节点文献

增强型典型相关分析研究与应用

Research on Enhanced Canonical Correlation Analysis with Applications

【作者】 孙廷凯

【导师】 陈松灿;

【作者基本信息】 南京航空航天大学 , 计算机应用技术, 2006, 博士

【摘要】 机器学习从有限的观察样本概括特定问题世界的模型,离不开数据分析工具的支持,以发现观测数据中隐含的各种关系。典型相关分析(CCA)是研究存在于两组变量之间相关关系的有力工具。作为一种多元数据分析方法,CCA自1936年问世以来,在回归建模、图像分析与处理、计算机视觉、模式识别和生物信息学等领域得到了广泛的应用,并日益受到各领域有关研究者的重视,而多模态识别技术的兴起又为基于CCA的模式识别方法的研究提供了新的契机。本文以CCA数学模型为研究对象展开深入的扩展研究,致力于用增强的CCA模型来解决机器学习中两种主要的学习问题:模式识别与回归建模。

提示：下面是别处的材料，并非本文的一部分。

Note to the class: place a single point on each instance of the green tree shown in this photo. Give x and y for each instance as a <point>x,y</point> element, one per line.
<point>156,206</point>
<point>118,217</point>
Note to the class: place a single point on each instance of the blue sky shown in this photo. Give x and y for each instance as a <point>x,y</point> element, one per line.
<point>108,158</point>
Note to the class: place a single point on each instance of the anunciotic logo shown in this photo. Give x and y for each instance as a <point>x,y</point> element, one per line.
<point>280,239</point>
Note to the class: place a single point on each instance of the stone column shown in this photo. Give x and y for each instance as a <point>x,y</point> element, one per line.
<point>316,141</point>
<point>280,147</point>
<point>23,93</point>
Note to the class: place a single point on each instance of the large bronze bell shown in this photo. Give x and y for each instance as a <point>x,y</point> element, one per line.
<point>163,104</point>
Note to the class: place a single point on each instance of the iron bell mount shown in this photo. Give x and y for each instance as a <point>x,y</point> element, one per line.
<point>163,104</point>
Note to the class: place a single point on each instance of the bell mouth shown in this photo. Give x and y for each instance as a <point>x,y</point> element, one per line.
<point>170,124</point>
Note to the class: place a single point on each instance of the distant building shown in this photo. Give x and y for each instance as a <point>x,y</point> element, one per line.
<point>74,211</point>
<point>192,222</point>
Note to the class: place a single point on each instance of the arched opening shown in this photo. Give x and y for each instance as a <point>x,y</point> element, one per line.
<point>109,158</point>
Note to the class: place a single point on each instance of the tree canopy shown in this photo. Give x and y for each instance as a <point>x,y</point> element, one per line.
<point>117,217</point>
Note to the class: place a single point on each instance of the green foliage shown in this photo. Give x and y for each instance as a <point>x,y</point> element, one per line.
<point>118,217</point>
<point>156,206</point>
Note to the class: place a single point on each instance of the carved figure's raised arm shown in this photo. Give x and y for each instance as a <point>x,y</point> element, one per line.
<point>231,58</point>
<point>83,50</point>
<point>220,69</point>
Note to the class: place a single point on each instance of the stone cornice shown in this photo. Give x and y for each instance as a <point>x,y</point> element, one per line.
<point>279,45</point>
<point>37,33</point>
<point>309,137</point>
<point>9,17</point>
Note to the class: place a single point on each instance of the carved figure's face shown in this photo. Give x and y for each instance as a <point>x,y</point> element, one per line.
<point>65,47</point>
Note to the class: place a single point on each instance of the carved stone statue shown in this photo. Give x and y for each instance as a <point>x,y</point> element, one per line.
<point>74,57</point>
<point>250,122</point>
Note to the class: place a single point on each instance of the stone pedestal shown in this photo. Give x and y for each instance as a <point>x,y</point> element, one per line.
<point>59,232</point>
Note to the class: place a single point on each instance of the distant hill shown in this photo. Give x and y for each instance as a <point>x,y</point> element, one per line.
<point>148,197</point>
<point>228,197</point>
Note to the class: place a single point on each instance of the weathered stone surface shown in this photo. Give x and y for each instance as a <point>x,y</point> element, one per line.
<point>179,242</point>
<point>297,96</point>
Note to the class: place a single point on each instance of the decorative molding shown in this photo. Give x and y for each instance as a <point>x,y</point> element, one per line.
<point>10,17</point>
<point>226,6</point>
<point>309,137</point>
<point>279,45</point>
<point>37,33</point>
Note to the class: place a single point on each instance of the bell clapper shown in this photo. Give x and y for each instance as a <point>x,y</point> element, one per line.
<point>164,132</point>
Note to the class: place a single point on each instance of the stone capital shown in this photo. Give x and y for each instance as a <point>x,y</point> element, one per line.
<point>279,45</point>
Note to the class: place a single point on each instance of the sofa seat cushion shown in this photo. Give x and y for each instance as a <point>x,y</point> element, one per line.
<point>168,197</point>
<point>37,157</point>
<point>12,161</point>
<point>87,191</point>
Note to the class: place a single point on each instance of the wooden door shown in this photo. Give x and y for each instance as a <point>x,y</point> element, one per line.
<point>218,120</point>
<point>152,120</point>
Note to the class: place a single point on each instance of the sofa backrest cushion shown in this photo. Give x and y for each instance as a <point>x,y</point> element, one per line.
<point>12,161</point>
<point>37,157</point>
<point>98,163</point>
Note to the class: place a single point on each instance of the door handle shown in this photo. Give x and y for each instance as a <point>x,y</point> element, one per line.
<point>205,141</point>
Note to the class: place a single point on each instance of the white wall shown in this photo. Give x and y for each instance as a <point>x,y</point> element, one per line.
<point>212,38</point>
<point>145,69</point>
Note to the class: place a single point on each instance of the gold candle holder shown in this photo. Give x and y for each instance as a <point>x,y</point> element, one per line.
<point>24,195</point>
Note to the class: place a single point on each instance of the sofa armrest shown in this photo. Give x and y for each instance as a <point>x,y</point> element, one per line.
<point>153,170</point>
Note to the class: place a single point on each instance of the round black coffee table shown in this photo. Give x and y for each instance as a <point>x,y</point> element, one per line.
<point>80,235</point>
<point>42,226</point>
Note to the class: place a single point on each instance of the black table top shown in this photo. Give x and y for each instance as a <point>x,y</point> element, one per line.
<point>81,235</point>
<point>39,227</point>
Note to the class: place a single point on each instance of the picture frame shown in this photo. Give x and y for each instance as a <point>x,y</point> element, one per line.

本文的创新性研究成果总结如下:(1)提出了一个非线性CCA模型,将一个非线性问题划分为一系列线性子问题的组合,用以解决实际中大量存在的非线性相关问题,并通过数据可视化实验和姿态估计实验验证了算法的有效性。(2)建立了一个CCA单模态识别的统一框架,揭示了“样本-类标号”方式的CCA与线性判别分析之间等价性产生的潜在机理;在此基础上,提出一个基于样本分布的软标号CCA,打破了这种等价性限制,提高了算法的识别性能。(3)提出了一种新的有监督学习方法-判别型CCA,该方法引入样本的类信息,并充分考虑了样本之间的相关关系及其对分类的影响。利用核技巧,进一步提出了核化的判别型CCA,用以解决较为复杂的线性不可分问题;实验表明这两种方法具有较高的识别性能。(4)在判别型CCA基础上,提出了一种有样本缺失的判别型CCA,用以克服实际中由于各种原因导致的样本缺失问题,该方法继承了判别型CCA的优点,且具有识别性能较好、节约时间和内存、对缺失样本数目相对不敏感等优点。(5)CCA将相关性作为样本间相似性度量。将这种思想推广到主成分分析(PCA),提出了基于相关性度量的伪主成分分析。在此基础上,将这种思想方法推广到近年来提出的基于二维模式的PCA算法家族中,使之成为有监督学习方式。此外,在不改变PCA原有算法框架的基础上,提出了引入类信息的PCA。实验表明这两种有监督PCA具有较好的分类效果。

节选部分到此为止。